In neocortex glutamate activates ionotropic and metabotropic receptors (mGluRs). Whole-cell current-clamp recordings in the in vitro rat auditory cortex at 32°C were used to explore the role that mGluRs have in regulation of AMPA/kainate, NMDA, and GABA receptor-mediated synaptic transmission. Our findings are: (a) The fast EPSP (AMPA/kainate), slow EPSP (NMDA), and IPSPs (GABAA, GABAB), elicited in pyramidal neurons are reduced in the presence of (1S,3R)-ACPD (mGluR agonist) with greatest effect on the slow IPSP>fast IPSP>>fast EPSP. The effect is likely the result of ACPD acting at presynaptic mGluRs because the probability of release of glutamate and GABA is reduced in the presence of ACPD, intracellular infusion of a G protein antagonist (GDPβS) did not block the effect of ACPD, nor were iontophoretic kainic acid or NMDA-induced depolarizations reduced by ACPD. (b) The slow EPSP is enhanced following washout of ACPD and enhancement is not due to disinhibition because it is present in the absence of IPSPs, but if IPSPs are present, its magnitude can be influenced. Iontophoretic NMDA responses are enhanced in the presence of ACPD, an effect blocked by GDPβS and heparin (intracellular inositol 1,4,5-trisphosphate receptor antagonist). Taken together, this evidence suggests that enhancement is a result of group I postsynaptic mGluR activation. (c) In fast-spiking cells ACPD reduces the EPSP (AMPA/kainate and NMDA-mediated).

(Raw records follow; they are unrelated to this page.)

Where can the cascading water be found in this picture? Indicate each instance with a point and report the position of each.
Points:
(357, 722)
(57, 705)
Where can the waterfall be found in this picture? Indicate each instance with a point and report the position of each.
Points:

This action is likely presynaptic because it persists when GDPβS is in the cells. (d) The rate of spike discharge recorded from fast-spiking cells is accelerated in ACPD but does not change in the presence of GDPβS, suggesting a postsynaptic effect. Our data indicate that mGluRs can influence neocortical synaptic transmission in complex ways by acting presynaptically and postsynaptically.